The lawsuit was brought on behalf of 10 New York voters who want the state’s Independent Redistricting Commission to submit new proposed state congressional lines for 2024. The commission's first set of lines were rejected and a lawsuit led to the 2022 lines being drawn by a court-appointed expert.
In the current lawsuit, attorneys representing Republicans argued that mid-decade redistricting is improper and the 2022 lines should remain in place.
But Justice Elizabeth Garry wrote in a majority opinion that the commission “had an indisputable duty under the NY Constitution to submit a second set of maps upon the rejection of its first set.”
The appeals court ordered the commission to “commence its duties forthwith.”
“We’re looking forward to getting back to work,” said Karen Blatt, the commission’s Democratic co-executive director. “And we’re looking forward to working with our Republican side as well.”
The Independent Redistricting Commission, a body made up of equal numbers of Democrats and Republicans, failed to reach a consensus on a set of maps for 2022. The Democrat-controlled Legislature stepped in and created its own maps.

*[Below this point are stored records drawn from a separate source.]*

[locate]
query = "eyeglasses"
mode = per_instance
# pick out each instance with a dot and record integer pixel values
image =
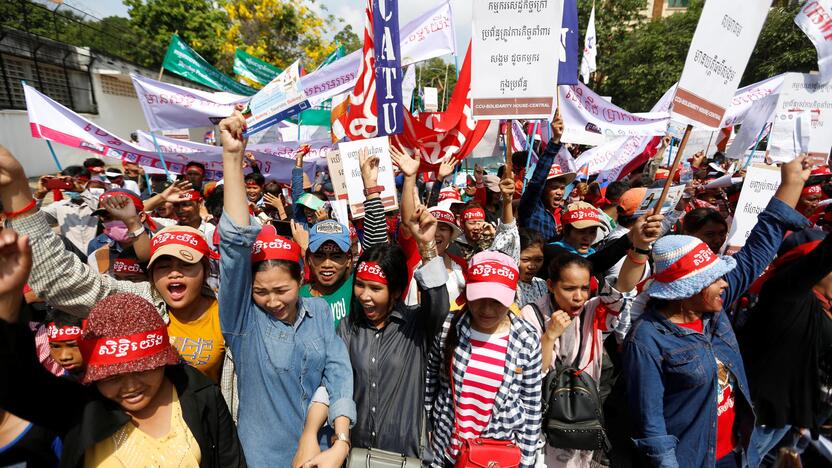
(337, 257)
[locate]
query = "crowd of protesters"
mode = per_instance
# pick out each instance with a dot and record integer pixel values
(536, 320)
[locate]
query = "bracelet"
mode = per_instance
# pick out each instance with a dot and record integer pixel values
(14, 214)
(635, 260)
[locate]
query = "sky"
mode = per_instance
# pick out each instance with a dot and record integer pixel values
(351, 11)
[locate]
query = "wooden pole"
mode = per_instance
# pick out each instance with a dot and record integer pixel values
(673, 168)
(509, 137)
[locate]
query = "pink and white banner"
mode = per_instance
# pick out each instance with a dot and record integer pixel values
(590, 119)
(168, 106)
(52, 121)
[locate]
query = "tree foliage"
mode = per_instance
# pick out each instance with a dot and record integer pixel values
(197, 22)
(279, 31)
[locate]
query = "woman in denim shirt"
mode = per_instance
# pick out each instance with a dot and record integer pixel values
(284, 346)
(687, 388)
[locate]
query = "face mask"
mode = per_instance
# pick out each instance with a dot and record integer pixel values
(96, 192)
(116, 230)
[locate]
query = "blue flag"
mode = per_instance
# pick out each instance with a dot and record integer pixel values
(568, 70)
(388, 70)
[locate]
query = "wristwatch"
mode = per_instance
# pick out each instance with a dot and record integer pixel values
(343, 438)
(136, 233)
(371, 190)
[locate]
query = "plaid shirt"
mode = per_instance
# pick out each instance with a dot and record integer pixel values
(531, 213)
(516, 414)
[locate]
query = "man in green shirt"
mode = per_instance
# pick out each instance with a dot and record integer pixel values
(329, 258)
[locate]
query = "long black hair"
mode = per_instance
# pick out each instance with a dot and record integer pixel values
(393, 263)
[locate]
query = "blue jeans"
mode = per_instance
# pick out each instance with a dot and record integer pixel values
(766, 438)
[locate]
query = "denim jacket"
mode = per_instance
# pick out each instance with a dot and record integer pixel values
(279, 366)
(672, 371)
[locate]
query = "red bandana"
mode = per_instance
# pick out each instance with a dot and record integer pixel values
(697, 259)
(187, 239)
(444, 216)
(371, 271)
(476, 214)
(493, 272)
(65, 333)
(127, 266)
(120, 349)
(269, 246)
(811, 190)
(191, 195)
(582, 214)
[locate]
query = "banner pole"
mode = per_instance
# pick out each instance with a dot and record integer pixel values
(751, 156)
(161, 156)
(674, 168)
(509, 144)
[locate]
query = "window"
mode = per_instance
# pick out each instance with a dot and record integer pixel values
(68, 86)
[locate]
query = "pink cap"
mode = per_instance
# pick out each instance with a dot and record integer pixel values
(492, 275)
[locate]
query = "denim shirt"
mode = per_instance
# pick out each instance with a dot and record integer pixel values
(279, 366)
(672, 371)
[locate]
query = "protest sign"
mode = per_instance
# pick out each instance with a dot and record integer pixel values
(699, 140)
(430, 99)
(387, 50)
(806, 96)
(408, 86)
(349, 152)
(815, 19)
(169, 106)
(651, 198)
(761, 181)
(254, 69)
(428, 36)
(336, 174)
(720, 49)
(568, 50)
(760, 114)
(185, 62)
(515, 67)
(283, 97)
(589, 119)
(624, 157)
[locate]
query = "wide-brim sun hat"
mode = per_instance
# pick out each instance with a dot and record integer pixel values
(684, 266)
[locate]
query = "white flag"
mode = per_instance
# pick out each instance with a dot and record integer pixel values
(588, 64)
(815, 19)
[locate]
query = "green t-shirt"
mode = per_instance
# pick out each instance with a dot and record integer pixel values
(339, 301)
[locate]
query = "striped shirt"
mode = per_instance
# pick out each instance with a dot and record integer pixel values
(481, 381)
(516, 412)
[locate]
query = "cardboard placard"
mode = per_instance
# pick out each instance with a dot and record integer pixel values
(722, 44)
(515, 55)
(761, 181)
(349, 152)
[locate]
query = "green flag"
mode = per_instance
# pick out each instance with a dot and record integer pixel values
(338, 53)
(254, 69)
(185, 62)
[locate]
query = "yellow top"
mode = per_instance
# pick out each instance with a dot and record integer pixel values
(130, 447)
(200, 342)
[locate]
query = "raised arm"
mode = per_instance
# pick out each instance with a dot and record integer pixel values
(765, 239)
(375, 224)
(534, 189)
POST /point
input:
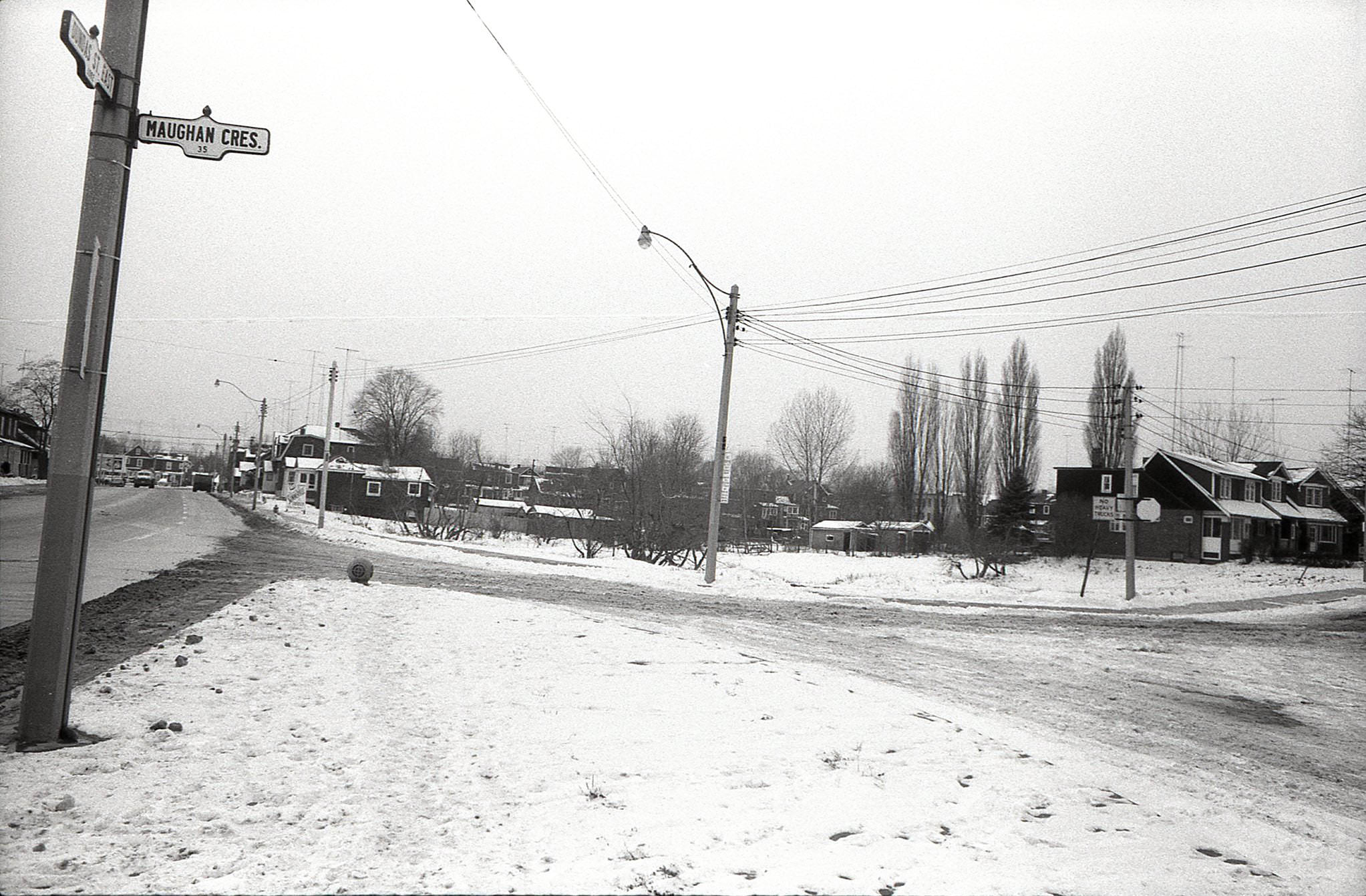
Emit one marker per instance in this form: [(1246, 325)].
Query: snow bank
[(1041, 582), (372, 739)]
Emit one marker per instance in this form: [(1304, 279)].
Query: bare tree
[(946, 474), (1223, 432), (864, 491), (753, 474), (1104, 431), (663, 522), (914, 440), (1346, 454), (973, 440), (36, 393), (1017, 439), (571, 457), (812, 436), (398, 410)]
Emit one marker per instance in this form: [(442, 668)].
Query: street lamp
[(713, 521), (260, 470)]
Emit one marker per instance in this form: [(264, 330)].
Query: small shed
[(903, 535), (847, 535)]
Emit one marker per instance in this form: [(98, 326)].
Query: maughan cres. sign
[(202, 137)]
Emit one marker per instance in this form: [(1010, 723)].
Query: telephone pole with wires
[(1129, 499)]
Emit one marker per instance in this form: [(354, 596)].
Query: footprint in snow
[(1215, 854)]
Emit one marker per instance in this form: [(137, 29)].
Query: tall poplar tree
[(1104, 431)]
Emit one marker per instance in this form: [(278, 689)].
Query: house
[(1329, 511), (108, 466), (171, 467), (298, 455), (22, 441), (1037, 526), (1210, 510), (137, 459), (367, 489)]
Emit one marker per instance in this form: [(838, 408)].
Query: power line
[(1053, 283), (1342, 197), (1090, 292), (1074, 320)]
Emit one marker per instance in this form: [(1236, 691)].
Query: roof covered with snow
[(1243, 470), (1248, 509)]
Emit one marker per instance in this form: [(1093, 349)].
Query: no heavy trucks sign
[(202, 137)]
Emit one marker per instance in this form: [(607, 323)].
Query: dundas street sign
[(202, 137), (92, 67)]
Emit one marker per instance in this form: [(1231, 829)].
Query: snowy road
[(134, 533), (1258, 714)]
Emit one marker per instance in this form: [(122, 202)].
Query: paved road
[(134, 534)]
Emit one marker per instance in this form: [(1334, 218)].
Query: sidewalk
[(335, 736)]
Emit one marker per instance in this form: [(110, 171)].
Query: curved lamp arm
[(644, 242), (238, 389)]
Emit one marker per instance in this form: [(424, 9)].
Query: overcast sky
[(418, 205)]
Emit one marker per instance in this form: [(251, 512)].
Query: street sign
[(202, 137), (1149, 510), (92, 67)]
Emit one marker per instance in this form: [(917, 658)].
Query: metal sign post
[(114, 69)]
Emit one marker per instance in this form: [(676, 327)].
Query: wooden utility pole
[(85, 360), (1130, 496), (327, 447)]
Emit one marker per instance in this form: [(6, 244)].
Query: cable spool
[(361, 570)]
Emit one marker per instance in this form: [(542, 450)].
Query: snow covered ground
[(328, 736), (337, 736)]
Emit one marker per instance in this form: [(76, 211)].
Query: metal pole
[(327, 447), (260, 453), (713, 521), (1130, 518), (232, 465), (66, 521)]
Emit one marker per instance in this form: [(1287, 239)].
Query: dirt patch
[(1245, 708)]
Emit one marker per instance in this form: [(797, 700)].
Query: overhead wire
[(1351, 196), (918, 304), (1097, 317)]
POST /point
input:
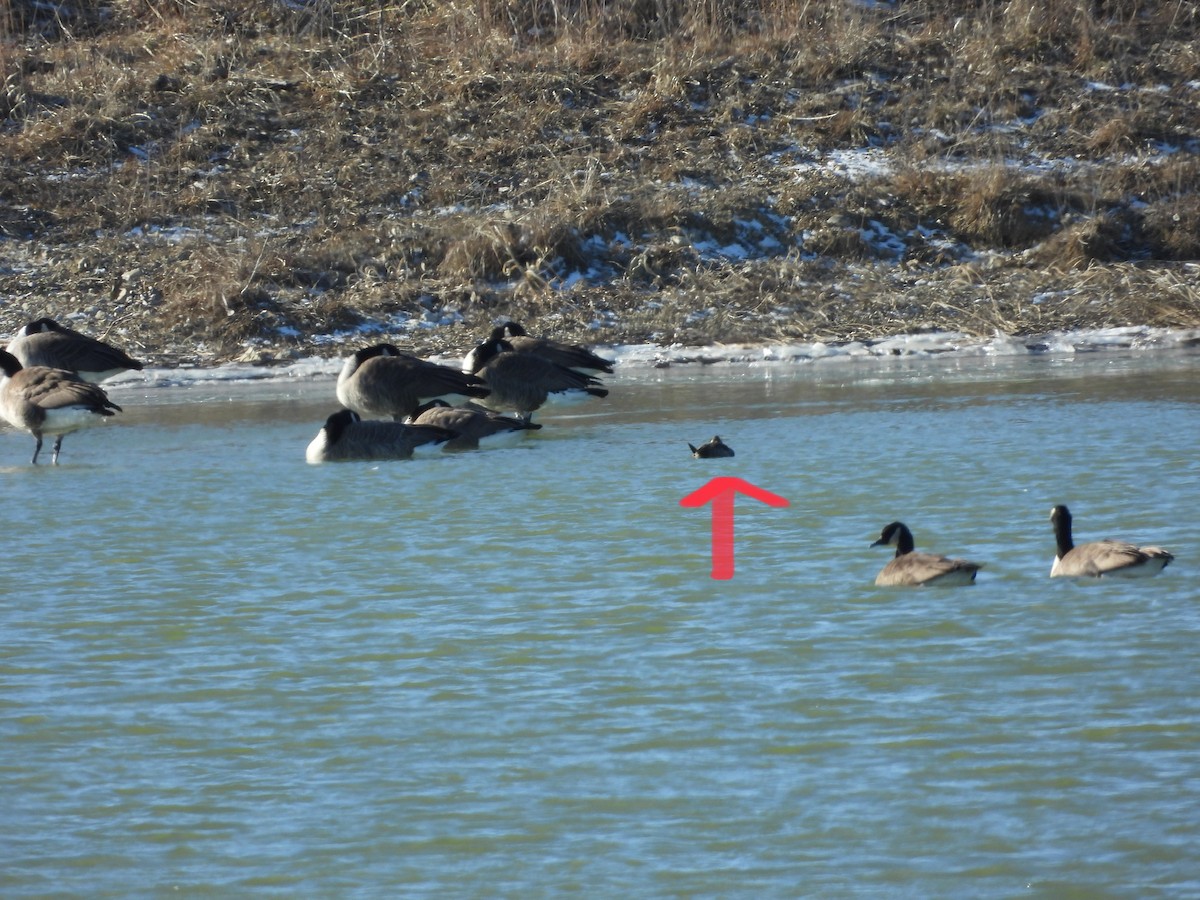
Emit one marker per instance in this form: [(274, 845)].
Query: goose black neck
[(1061, 520)]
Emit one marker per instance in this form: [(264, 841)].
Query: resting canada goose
[(469, 424), (381, 382), (712, 449), (909, 568), (49, 401), (571, 355), (1101, 559), (521, 382), (345, 437), (45, 342)]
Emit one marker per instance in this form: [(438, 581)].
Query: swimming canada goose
[(1101, 559), (381, 382), (522, 382), (469, 424), (45, 342), (346, 437), (571, 355), (712, 449), (909, 568), (49, 401)]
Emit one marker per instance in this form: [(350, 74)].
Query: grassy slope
[(201, 178)]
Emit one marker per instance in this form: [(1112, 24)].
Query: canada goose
[(521, 382), (571, 355), (469, 424), (45, 342), (909, 568), (383, 383), (345, 437), (712, 449), (1101, 559), (49, 401)]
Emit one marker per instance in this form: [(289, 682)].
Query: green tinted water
[(509, 673)]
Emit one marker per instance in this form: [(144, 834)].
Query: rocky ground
[(207, 181)]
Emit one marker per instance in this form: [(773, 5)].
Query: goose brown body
[(381, 382), (469, 425), (912, 569), (570, 355), (522, 382), (346, 437), (45, 342), (1103, 558), (49, 401)]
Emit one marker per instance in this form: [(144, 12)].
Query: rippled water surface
[(509, 673)]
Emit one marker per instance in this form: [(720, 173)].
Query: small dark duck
[(712, 449)]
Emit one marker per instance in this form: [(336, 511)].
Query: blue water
[(509, 673)]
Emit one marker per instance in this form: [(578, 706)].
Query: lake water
[(510, 673)]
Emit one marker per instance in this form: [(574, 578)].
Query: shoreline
[(648, 358)]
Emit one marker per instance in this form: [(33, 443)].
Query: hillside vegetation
[(205, 180)]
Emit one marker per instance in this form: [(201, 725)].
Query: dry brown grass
[(336, 162)]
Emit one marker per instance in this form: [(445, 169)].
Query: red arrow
[(720, 492)]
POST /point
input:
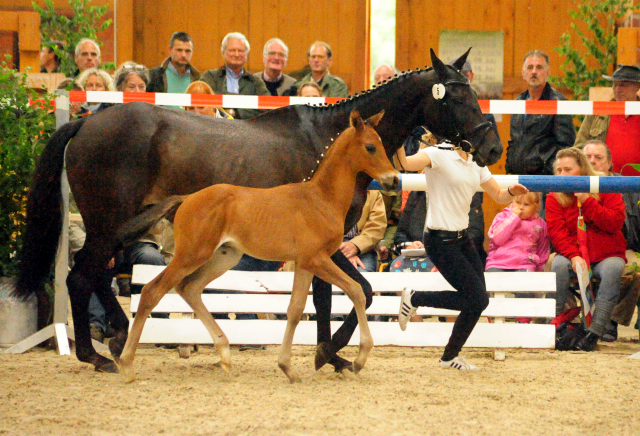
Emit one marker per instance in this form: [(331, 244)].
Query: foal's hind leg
[(191, 290), (301, 282), (323, 267)]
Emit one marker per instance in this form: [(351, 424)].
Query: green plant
[(600, 41), (24, 129), (84, 23)]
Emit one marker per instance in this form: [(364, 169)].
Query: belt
[(447, 234)]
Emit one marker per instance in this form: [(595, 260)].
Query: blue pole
[(592, 184)]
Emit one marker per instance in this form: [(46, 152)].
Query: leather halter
[(460, 140)]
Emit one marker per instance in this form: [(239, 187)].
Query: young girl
[(518, 237), (453, 178)]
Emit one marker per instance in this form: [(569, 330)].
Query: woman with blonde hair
[(604, 216), (200, 87)]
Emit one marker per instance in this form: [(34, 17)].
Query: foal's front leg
[(301, 282)]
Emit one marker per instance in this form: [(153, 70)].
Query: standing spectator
[(87, 55), (599, 156), (383, 72), (535, 139), (604, 217), (232, 78), (274, 56), (176, 72), (619, 132), (320, 59), (49, 60)]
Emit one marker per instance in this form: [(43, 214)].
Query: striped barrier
[(538, 107), (592, 184)]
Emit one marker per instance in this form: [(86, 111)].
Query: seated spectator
[(604, 216), (360, 242), (93, 79), (599, 156), (200, 87), (309, 89)]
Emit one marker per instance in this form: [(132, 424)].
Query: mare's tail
[(44, 216), (136, 227)]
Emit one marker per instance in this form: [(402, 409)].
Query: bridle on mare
[(460, 141)]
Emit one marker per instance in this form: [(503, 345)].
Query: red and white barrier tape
[(538, 107)]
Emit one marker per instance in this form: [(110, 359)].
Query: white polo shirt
[(451, 181)]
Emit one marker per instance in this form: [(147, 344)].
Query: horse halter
[(460, 141)]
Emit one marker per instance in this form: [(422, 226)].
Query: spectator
[(320, 59), (619, 132), (360, 242), (535, 139), (604, 217), (176, 72), (199, 87), (383, 72), (274, 56), (232, 78), (599, 156), (93, 79), (49, 60), (309, 89), (87, 55)]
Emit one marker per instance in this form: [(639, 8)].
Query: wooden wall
[(527, 25)]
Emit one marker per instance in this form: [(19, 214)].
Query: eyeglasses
[(277, 53)]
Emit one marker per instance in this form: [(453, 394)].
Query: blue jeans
[(609, 271)]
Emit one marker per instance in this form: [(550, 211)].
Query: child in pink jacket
[(518, 237)]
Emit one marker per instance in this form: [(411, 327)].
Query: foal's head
[(366, 152)]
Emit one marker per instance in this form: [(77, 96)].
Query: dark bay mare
[(123, 159)]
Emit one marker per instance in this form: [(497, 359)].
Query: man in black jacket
[(535, 139)]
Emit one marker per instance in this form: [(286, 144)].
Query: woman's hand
[(582, 197), (578, 260)]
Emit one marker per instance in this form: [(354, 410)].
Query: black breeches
[(322, 303)]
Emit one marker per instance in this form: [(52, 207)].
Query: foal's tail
[(136, 227), (44, 215)]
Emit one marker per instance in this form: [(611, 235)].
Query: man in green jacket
[(232, 78), (320, 58), (176, 72)]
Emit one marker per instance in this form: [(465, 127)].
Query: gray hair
[(538, 53), (82, 41), (127, 70), (106, 78), (279, 41), (235, 35)]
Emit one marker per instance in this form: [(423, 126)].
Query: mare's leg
[(327, 270), (328, 346), (301, 282), (191, 290)]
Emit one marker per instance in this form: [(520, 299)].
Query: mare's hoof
[(108, 367), (340, 364), (324, 353)]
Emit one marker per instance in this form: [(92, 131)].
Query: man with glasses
[(320, 59), (274, 56), (232, 78), (176, 72)]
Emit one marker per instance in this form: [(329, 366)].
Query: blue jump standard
[(592, 184)]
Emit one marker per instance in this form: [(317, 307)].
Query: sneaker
[(406, 308), (458, 363)]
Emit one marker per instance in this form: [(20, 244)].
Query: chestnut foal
[(301, 222)]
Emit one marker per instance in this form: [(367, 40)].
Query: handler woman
[(452, 177), (604, 215)]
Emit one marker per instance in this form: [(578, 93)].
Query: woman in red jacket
[(604, 216)]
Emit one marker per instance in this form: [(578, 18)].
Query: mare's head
[(456, 115), (367, 153)]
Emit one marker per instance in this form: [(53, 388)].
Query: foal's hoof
[(324, 353), (340, 364), (108, 367)]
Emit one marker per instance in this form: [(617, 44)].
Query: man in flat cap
[(621, 133)]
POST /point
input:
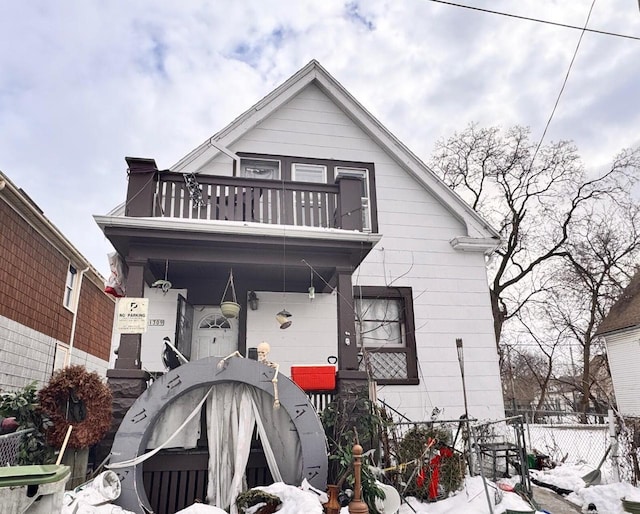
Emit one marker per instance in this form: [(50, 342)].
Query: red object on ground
[(314, 378), (434, 464), (8, 425)]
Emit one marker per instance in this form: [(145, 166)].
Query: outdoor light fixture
[(283, 318), (253, 300)]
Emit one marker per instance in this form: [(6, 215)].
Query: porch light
[(253, 300), (283, 318)]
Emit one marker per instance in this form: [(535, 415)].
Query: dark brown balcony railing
[(166, 194)]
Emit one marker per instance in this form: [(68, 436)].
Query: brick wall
[(32, 278), (32, 284), (95, 321)]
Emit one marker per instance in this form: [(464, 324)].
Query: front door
[(213, 334)]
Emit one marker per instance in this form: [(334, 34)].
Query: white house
[(342, 249), (621, 332)]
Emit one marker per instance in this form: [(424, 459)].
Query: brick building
[(53, 310)]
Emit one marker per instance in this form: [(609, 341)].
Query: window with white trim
[(72, 276), (265, 169), (385, 333), (309, 173)]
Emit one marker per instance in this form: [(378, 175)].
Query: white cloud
[(83, 84)]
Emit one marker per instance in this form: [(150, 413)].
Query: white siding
[(451, 295), (27, 355), (312, 336), (623, 349)]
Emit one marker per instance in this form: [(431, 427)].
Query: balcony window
[(265, 169), (363, 174), (385, 334), (309, 173)]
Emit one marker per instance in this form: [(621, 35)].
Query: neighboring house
[(318, 210), (53, 310), (621, 332)]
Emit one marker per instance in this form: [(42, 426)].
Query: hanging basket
[(230, 308)]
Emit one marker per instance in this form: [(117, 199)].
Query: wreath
[(75, 396)]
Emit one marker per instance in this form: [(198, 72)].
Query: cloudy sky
[(85, 83)]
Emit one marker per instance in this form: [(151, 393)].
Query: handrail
[(239, 199)]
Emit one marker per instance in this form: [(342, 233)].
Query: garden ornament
[(263, 351)]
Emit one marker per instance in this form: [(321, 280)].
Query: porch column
[(347, 347), (130, 344), (126, 381), (349, 209)]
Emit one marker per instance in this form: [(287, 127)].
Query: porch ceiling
[(260, 255)]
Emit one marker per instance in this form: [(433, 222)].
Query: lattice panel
[(386, 365)]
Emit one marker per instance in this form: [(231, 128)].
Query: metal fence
[(9, 445)]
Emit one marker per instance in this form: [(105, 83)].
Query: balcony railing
[(166, 194)]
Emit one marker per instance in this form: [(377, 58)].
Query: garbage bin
[(33, 489)]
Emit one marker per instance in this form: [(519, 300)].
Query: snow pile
[(606, 498), (294, 499)]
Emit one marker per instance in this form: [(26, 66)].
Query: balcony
[(166, 194)]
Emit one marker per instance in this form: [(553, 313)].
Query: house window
[(72, 274), (385, 333), (265, 169), (309, 173), (363, 174)]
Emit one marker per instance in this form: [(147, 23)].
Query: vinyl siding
[(623, 349), (451, 295)]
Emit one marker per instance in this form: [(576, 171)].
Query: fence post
[(614, 446)]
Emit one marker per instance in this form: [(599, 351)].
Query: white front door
[(213, 334)]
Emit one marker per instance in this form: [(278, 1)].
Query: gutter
[(76, 302)]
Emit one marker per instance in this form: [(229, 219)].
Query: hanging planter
[(230, 308)]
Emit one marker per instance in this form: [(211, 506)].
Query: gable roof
[(480, 235), (625, 313)]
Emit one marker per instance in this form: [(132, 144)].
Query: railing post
[(357, 506), (349, 211), (142, 186)]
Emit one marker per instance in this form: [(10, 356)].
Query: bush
[(24, 406)]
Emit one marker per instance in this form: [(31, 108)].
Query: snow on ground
[(607, 497)]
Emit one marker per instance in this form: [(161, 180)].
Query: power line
[(537, 20), (564, 83)]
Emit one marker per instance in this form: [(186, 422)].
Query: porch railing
[(166, 194)]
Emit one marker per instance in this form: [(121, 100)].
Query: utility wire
[(564, 83), (537, 20)]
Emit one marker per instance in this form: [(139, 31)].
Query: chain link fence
[(9, 446)]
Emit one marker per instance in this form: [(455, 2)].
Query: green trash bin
[(33, 489)]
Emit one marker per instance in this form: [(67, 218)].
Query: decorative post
[(333, 505), (357, 506)]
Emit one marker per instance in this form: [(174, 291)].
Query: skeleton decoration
[(263, 351)]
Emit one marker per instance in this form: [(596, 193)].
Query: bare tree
[(533, 196), (599, 259)]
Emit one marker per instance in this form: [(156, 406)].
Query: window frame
[(258, 159), (363, 174), (321, 167), (286, 173), (405, 295)]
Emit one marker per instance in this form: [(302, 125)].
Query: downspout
[(76, 301)]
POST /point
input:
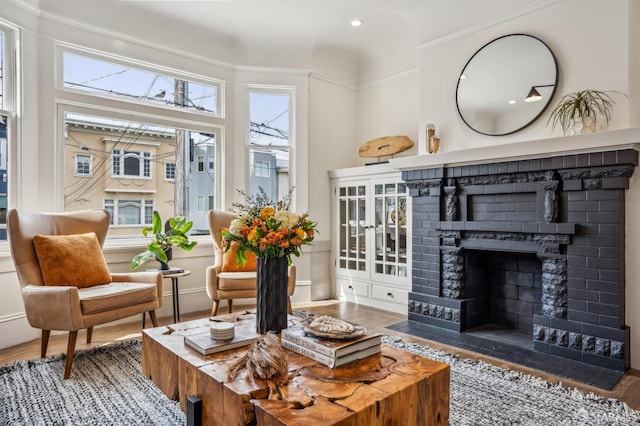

Those maps would have given Democrats a strong majority of registered voters in 22 of the state’s 26 congressional districts, leading to charges of gerrymandering from Republicans.
After a court challenge, New York’s highest court ruled the Legislature lacked the authority to redraw the lines. The Court of Appeals handed authority to draw new district maps to an expert, who drew up the more competitive congressional districts.
Republicans were able to gain seats in New York under those maps, including one held by Democratic Rep. Sean Patrick Maloney, who ran the House Democrats’ campaign arm.
In April, Democratic New York Gov. Kathy Hochul and State Attorney General Letitia James jointly filed a friend-of-the-court brief in favor of current legal action.